The other nice thing about the particles is that they can be freeze dried, which is very important for collaborations because we can give the particles to people [as] … a solid powder and they just have to re-suspend it and do the animal work.
How did you test the nanoparticles in vivo?
This is all geared toward treating inflammatory bowel disease or colitis. The interesting thing about inflammatory bowel disease is that it is completely driven by a protein called TNF-alpha, which is the culprit in many inflammatory diseases. There are actually very good TNF-alpha blockers out there, but the problem is that TNF-alpha is also needed for normal immune function. If you systemically knock out TNF-alpha, you get various types of pathologies, in particular cancer, immune dysfunction, and infections.
So it would be really nice if there were a way to selectively knock out TNF-alpha, and that was why we chose it [as a target] for the siRNA. The other important thing about TNF-alpha is that its major source is macrophages, and macrophages are going to be pretty much the only type of cell that can take up a one-micron-sized particle.
So if we put TNF-alpha siRNAs in these polythioketal particles and if we deliver them orally, a lot of things happen to our benefit. The first thing is that oral delivery is tremendously convenient, and the other is that there is natural targeting to the diseased area because it's very unlikely our particles are going to go from the intestine or colon or stomach because they are just too big to diffuse into the blood and inhibit TNF-alpha in other regions.

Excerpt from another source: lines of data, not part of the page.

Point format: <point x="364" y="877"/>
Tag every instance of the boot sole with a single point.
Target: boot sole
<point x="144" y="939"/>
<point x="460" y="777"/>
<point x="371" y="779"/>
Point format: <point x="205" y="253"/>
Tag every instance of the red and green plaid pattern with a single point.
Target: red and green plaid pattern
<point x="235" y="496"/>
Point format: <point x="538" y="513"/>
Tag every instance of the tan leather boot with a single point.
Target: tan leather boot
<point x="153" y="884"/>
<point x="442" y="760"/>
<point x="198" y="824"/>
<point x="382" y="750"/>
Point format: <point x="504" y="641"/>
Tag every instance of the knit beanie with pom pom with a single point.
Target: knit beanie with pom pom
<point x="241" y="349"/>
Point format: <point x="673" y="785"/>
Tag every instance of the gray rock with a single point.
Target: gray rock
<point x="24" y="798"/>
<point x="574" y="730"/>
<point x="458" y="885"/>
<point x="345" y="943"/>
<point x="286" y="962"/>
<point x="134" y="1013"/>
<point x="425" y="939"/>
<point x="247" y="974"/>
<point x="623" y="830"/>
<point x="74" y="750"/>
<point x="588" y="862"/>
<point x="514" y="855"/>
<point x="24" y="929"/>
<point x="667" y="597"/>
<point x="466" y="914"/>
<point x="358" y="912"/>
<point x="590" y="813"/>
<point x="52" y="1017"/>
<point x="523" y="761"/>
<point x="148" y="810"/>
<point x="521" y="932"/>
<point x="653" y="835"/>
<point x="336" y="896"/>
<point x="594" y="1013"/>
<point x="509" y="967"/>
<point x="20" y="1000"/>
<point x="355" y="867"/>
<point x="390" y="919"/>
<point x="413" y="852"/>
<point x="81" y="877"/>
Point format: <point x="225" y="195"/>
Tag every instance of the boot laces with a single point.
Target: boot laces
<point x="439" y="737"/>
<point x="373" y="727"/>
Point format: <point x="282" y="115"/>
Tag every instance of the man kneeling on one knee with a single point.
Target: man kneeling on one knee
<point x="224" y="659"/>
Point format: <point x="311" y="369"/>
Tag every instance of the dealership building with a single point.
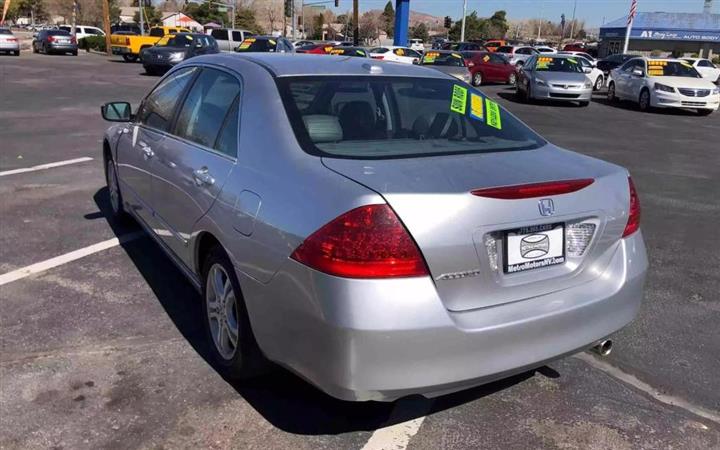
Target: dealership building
<point x="676" y="33"/>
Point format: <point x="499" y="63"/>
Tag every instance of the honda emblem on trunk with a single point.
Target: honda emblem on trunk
<point x="546" y="207"/>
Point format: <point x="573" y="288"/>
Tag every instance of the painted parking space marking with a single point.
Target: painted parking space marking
<point x="66" y="258"/>
<point x="397" y="437"/>
<point x="45" y="166"/>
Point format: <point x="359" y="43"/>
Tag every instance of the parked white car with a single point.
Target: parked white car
<point x="596" y="75"/>
<point x="706" y="68"/>
<point x="663" y="83"/>
<point x="417" y="44"/>
<point x="394" y="53"/>
<point x="82" y="31"/>
<point x="228" y="39"/>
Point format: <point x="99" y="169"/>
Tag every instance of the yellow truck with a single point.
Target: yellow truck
<point x="130" y="46"/>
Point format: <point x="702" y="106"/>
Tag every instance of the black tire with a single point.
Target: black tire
<point x="611" y="93"/>
<point x="246" y="359"/>
<point x="477" y="79"/>
<point x="117" y="211"/>
<point x="644" y="101"/>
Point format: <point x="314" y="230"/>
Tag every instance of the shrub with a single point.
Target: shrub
<point x="92" y="43"/>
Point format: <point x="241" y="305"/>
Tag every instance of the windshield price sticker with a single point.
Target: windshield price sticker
<point x="476" y="107"/>
<point x="493" y="114"/>
<point x="459" y="99"/>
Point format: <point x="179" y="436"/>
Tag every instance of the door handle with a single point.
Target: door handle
<point x="202" y="177"/>
<point x="146" y="150"/>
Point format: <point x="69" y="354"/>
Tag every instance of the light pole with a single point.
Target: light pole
<point x="462" y="31"/>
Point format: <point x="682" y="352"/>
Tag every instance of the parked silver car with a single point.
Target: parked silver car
<point x="555" y="77"/>
<point x="8" y="42"/>
<point x="379" y="229"/>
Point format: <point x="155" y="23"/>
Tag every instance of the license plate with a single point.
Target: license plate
<point x="534" y="247"/>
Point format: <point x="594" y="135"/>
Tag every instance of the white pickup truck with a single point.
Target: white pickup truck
<point x="228" y="39"/>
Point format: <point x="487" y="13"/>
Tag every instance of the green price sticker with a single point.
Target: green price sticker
<point x="493" y="114"/>
<point x="459" y="99"/>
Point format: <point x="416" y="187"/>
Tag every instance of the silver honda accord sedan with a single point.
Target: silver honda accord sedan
<point x="379" y="229"/>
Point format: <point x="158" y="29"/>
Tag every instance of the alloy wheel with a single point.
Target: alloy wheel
<point x="221" y="305"/>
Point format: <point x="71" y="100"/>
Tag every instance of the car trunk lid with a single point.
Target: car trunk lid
<point x="463" y="236"/>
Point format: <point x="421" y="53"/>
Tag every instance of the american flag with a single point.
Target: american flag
<point x="633" y="11"/>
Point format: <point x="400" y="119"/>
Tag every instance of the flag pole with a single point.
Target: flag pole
<point x="627" y="35"/>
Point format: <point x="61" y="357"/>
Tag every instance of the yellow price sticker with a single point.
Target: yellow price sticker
<point x="459" y="99"/>
<point x="476" y="107"/>
<point x="493" y="110"/>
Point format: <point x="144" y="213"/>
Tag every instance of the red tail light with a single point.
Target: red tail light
<point x="533" y="190"/>
<point x="634" y="211"/>
<point x="366" y="242"/>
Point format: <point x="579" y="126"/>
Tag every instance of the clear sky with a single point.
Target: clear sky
<point x="592" y="11"/>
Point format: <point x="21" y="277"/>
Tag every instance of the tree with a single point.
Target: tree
<point x="388" y="17"/>
<point x="419" y="31"/>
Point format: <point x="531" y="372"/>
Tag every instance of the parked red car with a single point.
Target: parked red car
<point x="487" y="67"/>
<point x="317" y="49"/>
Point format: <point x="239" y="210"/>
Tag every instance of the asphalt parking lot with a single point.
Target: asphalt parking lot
<point x="103" y="348"/>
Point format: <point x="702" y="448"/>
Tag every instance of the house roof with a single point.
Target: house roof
<point x="670" y="21"/>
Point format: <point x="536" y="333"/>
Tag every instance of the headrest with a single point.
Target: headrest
<point x="323" y="128"/>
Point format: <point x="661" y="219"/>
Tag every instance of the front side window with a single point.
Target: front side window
<point x="222" y="35"/>
<point x="206" y="107"/>
<point x="552" y="64"/>
<point x="397" y="117"/>
<point x="443" y="59"/>
<point x="158" y="108"/>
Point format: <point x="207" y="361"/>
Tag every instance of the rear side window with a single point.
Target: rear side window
<point x="220" y="35"/>
<point x="158" y="108"/>
<point x="207" y="105"/>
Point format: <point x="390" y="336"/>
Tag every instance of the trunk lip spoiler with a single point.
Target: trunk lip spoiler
<point x="534" y="190"/>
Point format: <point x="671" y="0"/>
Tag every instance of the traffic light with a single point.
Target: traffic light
<point x="288" y="8"/>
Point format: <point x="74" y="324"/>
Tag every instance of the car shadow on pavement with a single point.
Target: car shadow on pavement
<point x="282" y="398"/>
<point x="512" y="96"/>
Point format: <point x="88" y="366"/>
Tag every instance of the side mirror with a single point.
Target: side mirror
<point x="116" y="112"/>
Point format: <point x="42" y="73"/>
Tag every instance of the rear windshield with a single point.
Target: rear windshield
<point x="551" y="64"/>
<point x="672" y="69"/>
<point x="257" y="45"/>
<point x="398" y="117"/>
<point x="443" y="59"/>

We were anticipating that we were going to get a localized effect of TNF-alpha inhibition in the GI tract, and, just because of the chemistry of the particles, it would be localized to only the area of disease.
The key experiment was that we put TNF-alpha siRNAs in the particles, orally gavaged [them] to mice, and induced inflammatory bowel disease. We showed by RT-PCR that we can suppress TNF-alpha production by about a factor of 40, very close to baseline levels, and get a significant therapeutic response in terms of clinical scoring, weight loss, and the tissue architecture of the colon, [which] stayed very similar to the control.
Did you look at siRNA localization to confirm the molecules went where you wanted them to?
We did an experiment where we fluorescently tagged the siRNAs, put them in the particles, and could show a six-fold enhancement in siRNAs delivered to the inflamed colon [as compared] to normal tissue.
What's the next step?
The big challenge with these materials now is making sure they degrade on a time scale appropriate for human use. If you make a particle that is stable to all the different environments of the GI tract and degrades when it is supposed to, that looks fairly promising for oral delivery of siRNAs.
The big question now is how long these particles reside in tissue and what can be done to accelerate their release. I see that as being the next challenge for us.